There has been a recent popularization over the questionable use of the word 'literally' as an intensifier rather than as a marker of non-figurative, especially since it seems to be used non-literally by well-respected modern authors. There is a lot of evidence that it has been used non-literally literally for centuries.
"Literal", in English, is primarily used to imply 'exactly as spoken/written' so that when something is said that sounds like hyperbole, it will be taken as truthful rather than exaggerated.
But that situation also is semantically ambiguous in that things could seem truly exaggerated. And then, if one didn't know otherwise, the term 'literally' could be understood as an intensifier, and therefore taken in a non-literal manner.

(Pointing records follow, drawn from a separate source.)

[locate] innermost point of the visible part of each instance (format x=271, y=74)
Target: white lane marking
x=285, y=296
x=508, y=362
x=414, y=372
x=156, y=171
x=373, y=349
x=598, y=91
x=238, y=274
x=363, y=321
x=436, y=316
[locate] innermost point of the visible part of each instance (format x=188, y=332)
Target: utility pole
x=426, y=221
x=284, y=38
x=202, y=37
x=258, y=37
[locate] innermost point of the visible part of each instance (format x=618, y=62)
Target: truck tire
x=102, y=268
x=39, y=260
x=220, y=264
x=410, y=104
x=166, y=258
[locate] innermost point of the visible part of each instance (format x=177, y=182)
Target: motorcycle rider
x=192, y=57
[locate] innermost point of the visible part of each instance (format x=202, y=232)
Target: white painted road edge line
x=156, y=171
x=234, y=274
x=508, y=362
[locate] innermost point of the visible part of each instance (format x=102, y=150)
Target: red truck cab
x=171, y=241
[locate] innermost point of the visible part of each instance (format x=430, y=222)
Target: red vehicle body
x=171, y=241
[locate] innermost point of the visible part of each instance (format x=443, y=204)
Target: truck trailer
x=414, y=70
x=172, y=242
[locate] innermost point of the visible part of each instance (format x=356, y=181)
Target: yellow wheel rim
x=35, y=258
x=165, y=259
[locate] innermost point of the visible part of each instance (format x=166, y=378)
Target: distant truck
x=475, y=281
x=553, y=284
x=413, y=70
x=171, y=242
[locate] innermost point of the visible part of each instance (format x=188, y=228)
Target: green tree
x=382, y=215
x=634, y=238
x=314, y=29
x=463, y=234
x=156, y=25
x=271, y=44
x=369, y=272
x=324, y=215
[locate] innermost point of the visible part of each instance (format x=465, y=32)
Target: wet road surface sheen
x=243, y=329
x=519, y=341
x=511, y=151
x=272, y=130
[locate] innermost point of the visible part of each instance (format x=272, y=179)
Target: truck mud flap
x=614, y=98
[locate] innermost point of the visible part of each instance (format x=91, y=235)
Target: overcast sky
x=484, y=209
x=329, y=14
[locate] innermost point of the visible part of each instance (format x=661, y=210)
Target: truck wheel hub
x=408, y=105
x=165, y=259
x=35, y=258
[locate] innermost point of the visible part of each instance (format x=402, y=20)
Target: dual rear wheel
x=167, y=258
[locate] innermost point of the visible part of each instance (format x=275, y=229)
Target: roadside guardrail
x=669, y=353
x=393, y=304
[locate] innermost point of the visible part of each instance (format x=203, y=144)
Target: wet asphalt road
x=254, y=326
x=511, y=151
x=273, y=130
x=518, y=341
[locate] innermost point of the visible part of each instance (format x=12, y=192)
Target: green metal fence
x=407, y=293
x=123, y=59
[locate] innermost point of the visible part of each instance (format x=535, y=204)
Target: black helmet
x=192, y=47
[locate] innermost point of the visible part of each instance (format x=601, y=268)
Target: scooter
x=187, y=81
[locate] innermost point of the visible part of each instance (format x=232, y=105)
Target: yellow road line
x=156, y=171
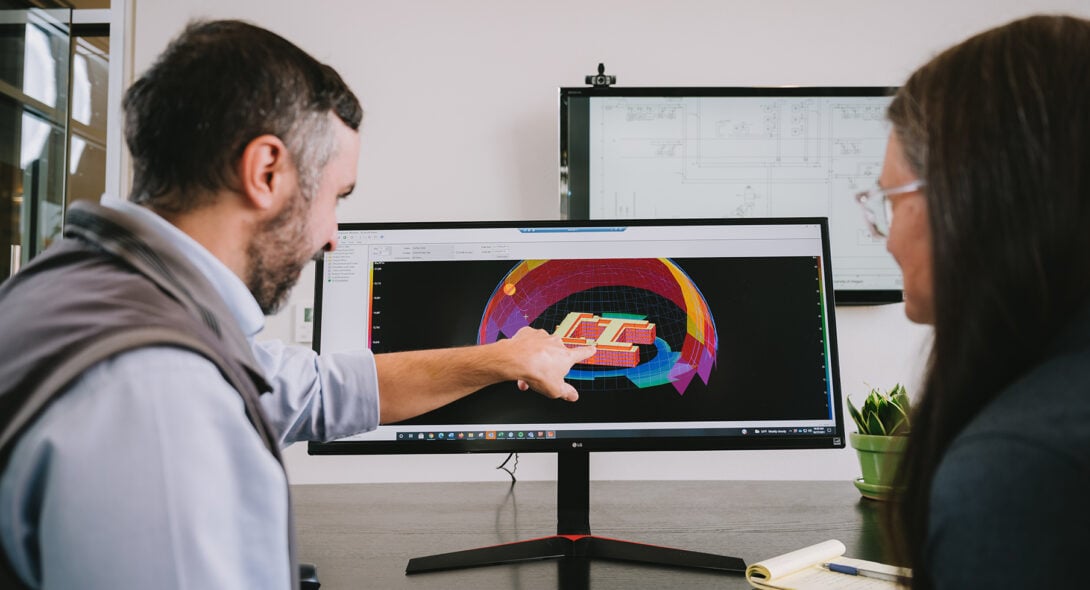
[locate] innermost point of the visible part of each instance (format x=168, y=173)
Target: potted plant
x=883, y=424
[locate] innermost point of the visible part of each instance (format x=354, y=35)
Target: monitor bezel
x=835, y=440
x=577, y=207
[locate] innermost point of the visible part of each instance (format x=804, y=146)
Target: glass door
x=35, y=57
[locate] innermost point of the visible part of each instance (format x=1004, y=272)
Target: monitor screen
x=734, y=152
x=711, y=334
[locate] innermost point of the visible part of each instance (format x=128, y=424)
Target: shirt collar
x=239, y=300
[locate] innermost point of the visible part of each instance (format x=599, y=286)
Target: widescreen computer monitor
x=710, y=334
x=734, y=152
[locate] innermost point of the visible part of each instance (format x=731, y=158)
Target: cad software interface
x=710, y=329
x=745, y=156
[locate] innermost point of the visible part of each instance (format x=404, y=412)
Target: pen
x=851, y=570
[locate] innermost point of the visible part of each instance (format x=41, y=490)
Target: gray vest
x=111, y=285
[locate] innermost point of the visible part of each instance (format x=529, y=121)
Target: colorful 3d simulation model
x=615, y=338
x=533, y=287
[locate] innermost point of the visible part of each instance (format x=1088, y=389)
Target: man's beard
x=277, y=255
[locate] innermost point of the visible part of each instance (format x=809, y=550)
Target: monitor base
x=574, y=545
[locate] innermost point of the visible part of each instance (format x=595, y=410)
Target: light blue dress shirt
x=147, y=473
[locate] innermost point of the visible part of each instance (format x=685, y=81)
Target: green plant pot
x=879, y=459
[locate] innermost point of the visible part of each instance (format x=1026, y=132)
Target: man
x=157, y=465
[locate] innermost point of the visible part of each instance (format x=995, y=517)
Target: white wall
x=461, y=123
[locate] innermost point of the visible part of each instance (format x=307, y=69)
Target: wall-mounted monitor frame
x=734, y=152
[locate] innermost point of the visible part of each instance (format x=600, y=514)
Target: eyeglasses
x=877, y=207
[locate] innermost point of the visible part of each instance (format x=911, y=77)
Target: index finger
x=583, y=352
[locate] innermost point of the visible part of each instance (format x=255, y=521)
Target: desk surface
x=362, y=536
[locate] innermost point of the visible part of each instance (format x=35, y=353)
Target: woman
x=988, y=178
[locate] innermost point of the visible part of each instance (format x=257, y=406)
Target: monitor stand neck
x=573, y=539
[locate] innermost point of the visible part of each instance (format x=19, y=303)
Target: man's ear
x=263, y=170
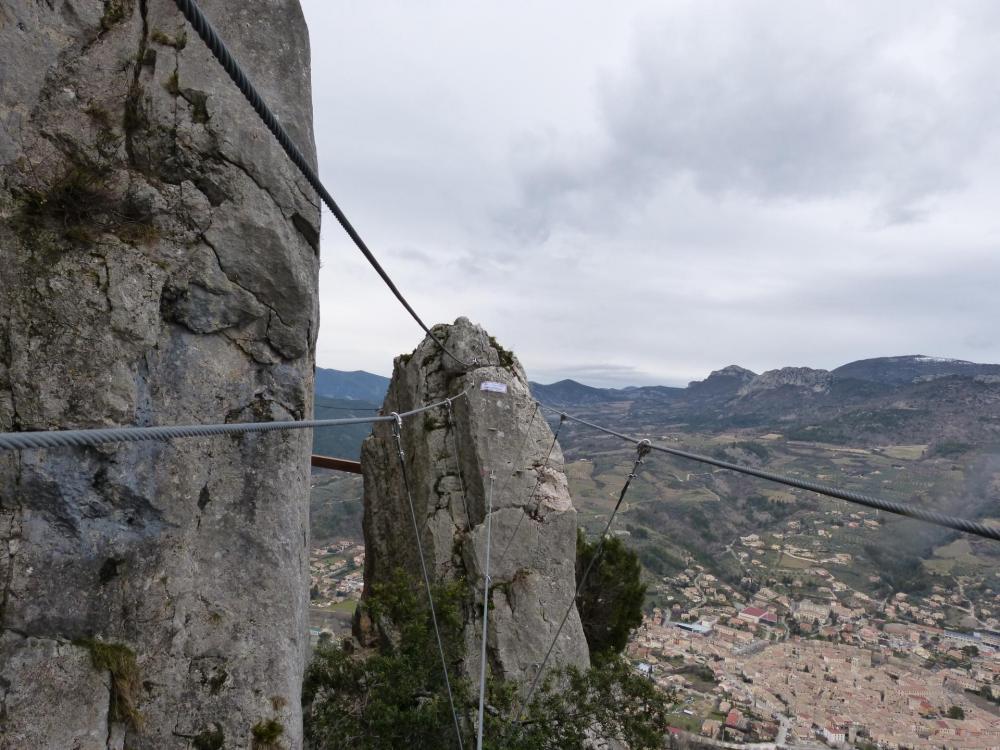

It seems to me that there is nothing special about 'literal' in English that it should be the only one to have such ambiguity leading to semantic drift.
- The Romance languages all have a similar sounding word with base 'literal-' and it is just as opaque (no conscious implication of 'verbatim' or 'as written/read').
- The Germanic languages all have variants of 'buchstäblich' or 'wörtlich' which sound a little closer to 'word for word'.
- Similarly, Slavic uses cognates of either 'bukvalno' or 'doslownie'
- Chinese has 字面, meaning (closely) 'by character'. This meaning seems transparent to me (and therefore unlikely to lead to drift).
But as figurative meanings don't even need phonetic changes to help them become figurative, I wonder if there are similar figurative uses of the word or phrase corresponding to 'literal' in other languages.
Is there any evidence that the corresponding terms for 'literal' in non-English languages have similar figurative uses?